I’m basically in agreement with what talazem already wrote so there’s no reason to belabor the issue. I already have enough ways to store/organize/access bookmarks that serve different purposes using at least Safari, WebnoteHappy, and DEVONthink.

What I’d really like is some kind of open multi-platform “IMAP for bookmarks” standard (for lack of another analogy) that could unify them better than any current methods. Most problems doing that seem more political than technical problem to me.

However, if it bothers you, you could use Convert For Editing and then delete the parts that you don’t want to keep (a few extra steps, granted).

Naw, it doesn’t bother me. If it were something I’d do on a regular basis then the ability to AppleScript it would be helpful.

For fun (hmm) I just converted a webarchive of the MacHeist home page and ended up with a black background that I couldn’t figure out how to change.

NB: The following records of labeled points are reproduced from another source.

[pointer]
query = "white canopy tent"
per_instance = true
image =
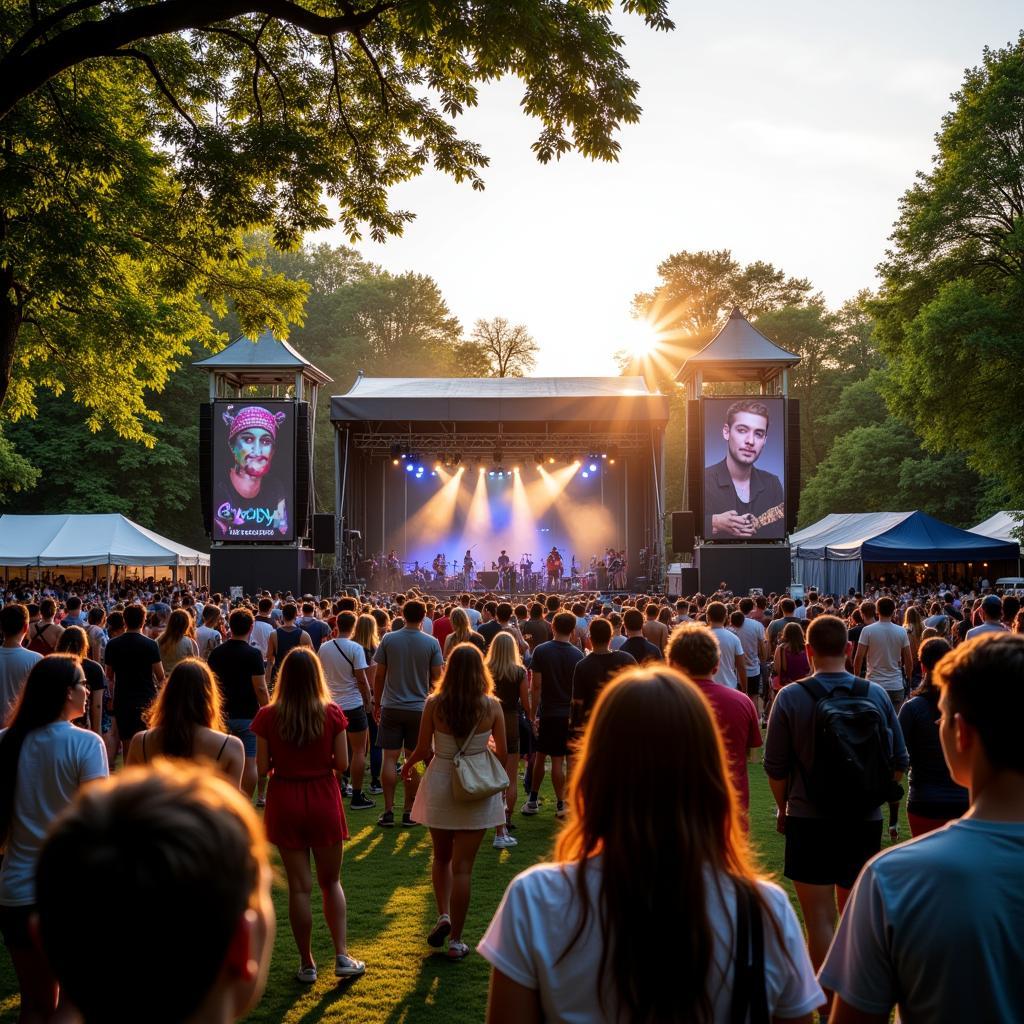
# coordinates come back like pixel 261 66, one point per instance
pixel 1000 526
pixel 109 540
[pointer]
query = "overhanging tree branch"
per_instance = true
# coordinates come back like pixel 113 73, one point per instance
pixel 26 68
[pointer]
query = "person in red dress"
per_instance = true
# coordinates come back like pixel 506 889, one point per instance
pixel 301 742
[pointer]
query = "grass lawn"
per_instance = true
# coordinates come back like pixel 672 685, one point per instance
pixel 390 908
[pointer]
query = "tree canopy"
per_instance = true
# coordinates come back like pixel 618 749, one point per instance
pixel 140 140
pixel 951 306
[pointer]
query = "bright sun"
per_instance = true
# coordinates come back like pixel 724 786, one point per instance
pixel 641 338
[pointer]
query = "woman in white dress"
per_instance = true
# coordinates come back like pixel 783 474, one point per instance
pixel 462 707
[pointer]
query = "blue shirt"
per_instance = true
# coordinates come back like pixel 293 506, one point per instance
pixel 937 926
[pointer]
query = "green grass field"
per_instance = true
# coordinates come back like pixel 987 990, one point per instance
pixel 390 908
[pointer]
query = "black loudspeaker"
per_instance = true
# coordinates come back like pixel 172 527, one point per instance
pixel 206 465
pixel 793 464
pixel 324 532
pixel 682 530
pixel 694 468
pixel 303 469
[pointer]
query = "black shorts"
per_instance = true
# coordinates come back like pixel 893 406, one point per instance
pixel 399 728
pixel 357 721
pixel 14 926
pixel 826 852
pixel 553 736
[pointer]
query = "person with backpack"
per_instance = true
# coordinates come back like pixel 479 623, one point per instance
pixel 44 633
pixel 576 940
pixel 834 755
pixel 936 926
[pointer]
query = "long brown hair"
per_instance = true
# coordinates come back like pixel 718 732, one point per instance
pixel 300 697
pixel 655 843
pixel 188 700
pixel 464 688
pixel 178 626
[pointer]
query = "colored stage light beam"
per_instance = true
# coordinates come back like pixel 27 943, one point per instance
pixel 436 515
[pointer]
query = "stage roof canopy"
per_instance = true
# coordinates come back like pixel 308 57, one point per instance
pixel 999 526
pixel 597 400
pixel 895 537
pixel 88 540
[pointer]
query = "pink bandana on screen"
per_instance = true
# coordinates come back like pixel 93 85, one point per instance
pixel 252 416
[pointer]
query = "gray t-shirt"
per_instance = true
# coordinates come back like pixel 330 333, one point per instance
pixel 409 654
pixel 937 926
pixel 883 664
pixel 15 664
pixel 790 743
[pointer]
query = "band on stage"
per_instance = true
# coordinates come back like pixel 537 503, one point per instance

Whoops.

You can change the background color using the font panel.

Ahh, thanks. I’d looked in the Colors panel(?) because I’ve seen a background checkbox there before.

Is there any way to reload a web archive in EF to update its content?

There’s not currently a way to do that in one step, but it’s a feature I’d like to add. You can, however, Option-double-click a Web archive to open its source URL in your browser, then press the capture key to import a fresh Web archive for that page.

You may want to have a look at AllBookmarks by the developer of 1Passwd. I believe they sync with dotmac, but I don’t need this so I haven’t tried.

Cheers,

fellow

AllBookmarks isn’t a solution for what I meant by “IMAP for bookmarks” but thanks for mentioning it anyway.

EagleFiler 1.4 adds an option to import Web pages as bookmarks instead of Web archives.

Thanks for adding this and mentioning it here even though I’m not using EagleFiler. I always appreciate closure regardless of how long it takes. :slight_smile:

I’ve been impressed with your thorough issue tracking and resolution on this forum, which could serve as a productive example to others using forums as a support resource.